Rencontre avec Aida Farhat : les fondements du droit entre al-Ghazâlî (m. 1111) et Ibn Ruchd (m.1198)



Comment comprendre la place de la science des fondements du droit (usûl al-fiqh) dans l'économie générale des sciences islamiques et, particulièrement, dans les oeuvres d'al-Ghazâlî (m. 1111)? La présente Rencontre, avec Aida Farhat, permet de répondre à cette question et, avec les nombreuses références citées, met à la disposition du lecteur de quoi approfondir la connaissance de cette science.

Rencontre avec Aida Farhat : les fondements du droit entre al-Ghazâlî (m. 1111) et Ibn Ruchd (m.1198)

Aida Farhat, Docteur en Études Arabes, Civilisations islamique et orientales, diplômée de l’Ecole Pratique des Hautes Etudes (EPHE).
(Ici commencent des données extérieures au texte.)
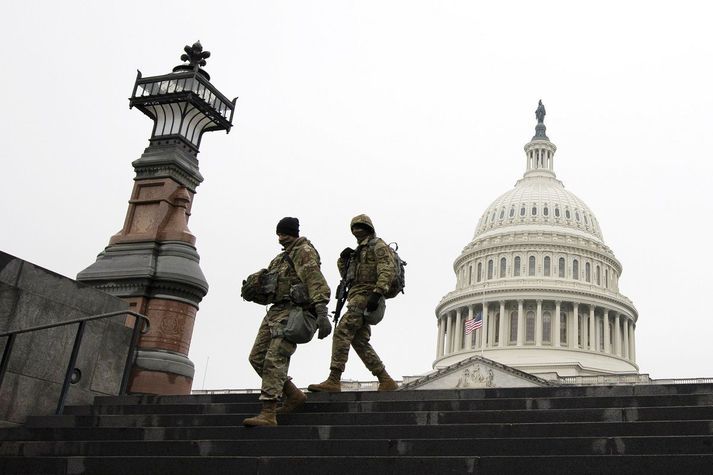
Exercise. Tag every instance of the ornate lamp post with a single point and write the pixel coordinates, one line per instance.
(152, 262)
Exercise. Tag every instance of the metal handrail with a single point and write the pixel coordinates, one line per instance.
(75, 348)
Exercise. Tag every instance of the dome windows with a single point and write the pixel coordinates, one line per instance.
(513, 328)
(547, 328)
(530, 327)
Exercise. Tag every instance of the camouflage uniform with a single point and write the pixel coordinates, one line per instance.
(371, 269)
(270, 355)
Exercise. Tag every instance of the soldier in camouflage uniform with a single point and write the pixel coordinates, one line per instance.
(371, 270)
(271, 352)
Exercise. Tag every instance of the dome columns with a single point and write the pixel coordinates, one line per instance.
(541, 324)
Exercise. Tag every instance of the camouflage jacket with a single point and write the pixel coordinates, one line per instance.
(306, 270)
(371, 268)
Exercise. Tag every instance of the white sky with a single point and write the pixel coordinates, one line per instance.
(412, 112)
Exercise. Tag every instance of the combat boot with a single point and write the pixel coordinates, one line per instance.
(293, 398)
(385, 382)
(266, 416)
(331, 385)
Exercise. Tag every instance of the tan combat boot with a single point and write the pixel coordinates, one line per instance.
(385, 382)
(294, 398)
(265, 418)
(331, 385)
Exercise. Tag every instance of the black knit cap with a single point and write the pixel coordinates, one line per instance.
(289, 226)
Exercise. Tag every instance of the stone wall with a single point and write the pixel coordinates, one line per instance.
(32, 296)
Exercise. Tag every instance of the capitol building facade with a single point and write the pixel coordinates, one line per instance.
(542, 280)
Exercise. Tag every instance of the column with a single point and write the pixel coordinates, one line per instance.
(593, 337)
(520, 323)
(538, 324)
(458, 333)
(503, 325)
(485, 328)
(556, 326)
(449, 333)
(441, 335)
(607, 334)
(470, 340)
(575, 326)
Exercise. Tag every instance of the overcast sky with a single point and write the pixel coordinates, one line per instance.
(412, 112)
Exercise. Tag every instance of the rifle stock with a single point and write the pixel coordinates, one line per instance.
(342, 292)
Ma Recherche porte exclusivement sur la science de la théorie légale (usûl al-fiqh), sur l’image d’Ibn Ruchd juriste. Ma thèse de doctorat rectifie la datation de la première rencontre culturelle entre Abû al-Walid Ibn Ruchd et Abû Hâmid al-Ghazâlî : «Al-Ghazâlî et Ibn Ruchd : la transmission de la théorie légale dans l’islam médiéval : Essai de traduction partielle d’al-Mustasfâ «la Quintessence de la théorie légale» d’al-Ghazâlî avec référence au Mukhtasar al-Mustasfâ «l’Abrégé de la Quintessence» d’Ibn Ruchd».
Egalement, j’ai publié aux éditions al-Bustane une traduction inédite et complète du livre Mukhtasar al-Mustasfâ d’Ibn Ruchd «L’Abrégé de la Quintessence de la théorie légale», qui est un abrègement du livre al-Mustasfâ min ilm al-usûl d’Abû Hamid al-Ghazâlî. Cette édition bilingue vise exclusivement la réhabilitation de l’héritage juridique ruchdien.
 

Les Cahiers de l’islam : Qu’entendez-vous par «transmission de la théorie légale dans l'islam médiéval» ?
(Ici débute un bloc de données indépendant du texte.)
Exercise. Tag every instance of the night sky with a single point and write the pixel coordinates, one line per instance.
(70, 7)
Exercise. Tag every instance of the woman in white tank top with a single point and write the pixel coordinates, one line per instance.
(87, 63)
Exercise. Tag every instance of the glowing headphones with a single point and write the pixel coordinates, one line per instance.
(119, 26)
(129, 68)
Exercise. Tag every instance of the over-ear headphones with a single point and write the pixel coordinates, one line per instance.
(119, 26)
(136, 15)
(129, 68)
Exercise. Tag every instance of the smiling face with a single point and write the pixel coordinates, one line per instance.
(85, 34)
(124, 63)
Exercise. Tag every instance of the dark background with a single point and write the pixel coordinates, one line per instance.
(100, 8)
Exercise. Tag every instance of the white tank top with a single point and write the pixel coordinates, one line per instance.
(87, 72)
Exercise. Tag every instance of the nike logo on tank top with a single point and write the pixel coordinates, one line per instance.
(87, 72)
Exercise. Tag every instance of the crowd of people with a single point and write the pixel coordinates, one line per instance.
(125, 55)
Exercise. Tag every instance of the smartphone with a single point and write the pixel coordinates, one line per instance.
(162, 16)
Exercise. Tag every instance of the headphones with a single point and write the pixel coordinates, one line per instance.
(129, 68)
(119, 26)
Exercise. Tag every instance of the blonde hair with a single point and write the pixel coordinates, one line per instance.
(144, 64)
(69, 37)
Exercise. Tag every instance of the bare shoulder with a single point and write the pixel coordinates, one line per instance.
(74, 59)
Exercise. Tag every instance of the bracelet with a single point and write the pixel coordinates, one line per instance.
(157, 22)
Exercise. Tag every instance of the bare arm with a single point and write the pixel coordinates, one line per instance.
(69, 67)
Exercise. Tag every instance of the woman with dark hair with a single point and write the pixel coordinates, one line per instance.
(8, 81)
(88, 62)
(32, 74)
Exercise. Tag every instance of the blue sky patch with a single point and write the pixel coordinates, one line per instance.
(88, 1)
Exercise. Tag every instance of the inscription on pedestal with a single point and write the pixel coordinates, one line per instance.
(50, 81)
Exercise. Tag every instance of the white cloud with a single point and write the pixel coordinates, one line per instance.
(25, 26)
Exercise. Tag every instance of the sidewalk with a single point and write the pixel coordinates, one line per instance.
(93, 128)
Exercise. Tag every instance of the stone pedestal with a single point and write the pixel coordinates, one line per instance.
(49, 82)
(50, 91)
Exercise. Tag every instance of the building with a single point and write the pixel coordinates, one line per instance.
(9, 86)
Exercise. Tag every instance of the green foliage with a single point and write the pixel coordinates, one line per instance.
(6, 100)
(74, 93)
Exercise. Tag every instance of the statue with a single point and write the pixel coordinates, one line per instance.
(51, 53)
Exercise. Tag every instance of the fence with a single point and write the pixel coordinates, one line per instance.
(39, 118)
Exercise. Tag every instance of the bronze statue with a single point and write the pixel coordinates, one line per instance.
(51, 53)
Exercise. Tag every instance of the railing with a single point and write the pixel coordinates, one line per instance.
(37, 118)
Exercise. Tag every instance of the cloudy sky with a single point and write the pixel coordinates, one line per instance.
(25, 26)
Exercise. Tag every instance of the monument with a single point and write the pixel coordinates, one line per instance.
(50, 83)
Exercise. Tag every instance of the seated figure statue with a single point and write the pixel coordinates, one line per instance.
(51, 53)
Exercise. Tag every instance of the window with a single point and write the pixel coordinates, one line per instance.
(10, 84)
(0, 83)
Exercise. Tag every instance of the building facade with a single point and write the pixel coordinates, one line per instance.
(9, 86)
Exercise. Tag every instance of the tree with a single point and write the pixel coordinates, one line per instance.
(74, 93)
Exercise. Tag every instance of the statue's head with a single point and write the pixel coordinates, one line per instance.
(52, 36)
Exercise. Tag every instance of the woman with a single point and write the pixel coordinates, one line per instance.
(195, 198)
Aida Farhat : J’ai voulu avant de répondre à cette question, expliquer le terme «usûl al-fiqh» et surtout montrer pourquoi j’ai opté pour cette traduction «théorie légale» ? Dans le système habituel des sciences islamiques, usûl al-fiqh est ordinairement défini comme la science des preuves qui conduisent à la détermination des lois morales, d’une manière générale. Son existence est fondée sur cette considération que l’homme n’a pas été créé sans but, Allâh dit [1] : «L'homme croirait-il qu’on le laisse sans obligation à observer ?».

C’est pour cela que, avant d’en arriver à ces codifications, l’islam est passé par une période durant laquelle le Qur’ân, la Sunna et la coutume arabe apportaient suffisamment de réponses pour permettre au Législateur de distinguer entre le licite (halâl) et l’illicite (harâm) et de trouver des solutions aux cas où cette distinction ne serait pas accessible. Tous les actes humains sont, donc, réglés par des normes légales. Comme il ne pouvait pas y avoir pour chaque cas particulier une loi particulière, on est réduit à la déduire des preuves. Ces preuves sont, d’après l’opinion finale devenue dominante, de quatre sortes : le Qur’ân, la Sunna, le consensus [2] (iğmâ‘) et le raisonnement analogique (qiyâs) [3].

Les spécialistes du droit musulman ont étudié chacune de ces sources et ont démontré qu’elles ont force de loi pour les croyants qui doivent donc s’y conformer. Ils ont déterminé les conditions permettant d’utiliser ces sources et se sont penchés sur les différentes catégories d’indications qui en permettent l’interprétation (ta’wîl). Ils ont également examiné les prescriptions de la langue arabe, ainsi que les pratiques légales en usage qui permettent de dégager les lois à partir de ces indications. Ils se sont intéressés au rôle du muğtahid, aux conditions à remplir ainsi qu’à l’imitation servile (taqlîd) et au statut de l’imitateur (muqallid) [4].
 
En somme, usûl al-fiqh, permettant au spécialiste d’établir un texte normatif de manière rationnelle, en recourant au raisonnement par analogie. Autrement, cette science désigne la partie théorique du droit qui recouvre à la fois l’étude des finalités (maqâsid) de la Loi islamique et la méthodologie dont les critères et les modes de raisonnement permettent la production de la norme juridique [5]. En effet, c’est cette figure qui m’a incitée à opter pour cette traduction et fixer mon choix entre plusieurs termes.
La transmission de la théorie légale dans l'islam médiéval répond à la question suivante : Comment peut-on situer la science des usûl al-fiqh dans l’islam médiéval ? Autrement : Comment peut-on passer cette science à la période médiévale par une voie légale ? J’ai essayé d’étudier cette question à travers une comparaison entre deux livres étudiant cette science et appartenant à deux auteurs médiévaux : «Al-Mustasfâ» d’al-Ghazâlî et «Muktasar al-Mustasfâ» d’Ibn Ruchd [6].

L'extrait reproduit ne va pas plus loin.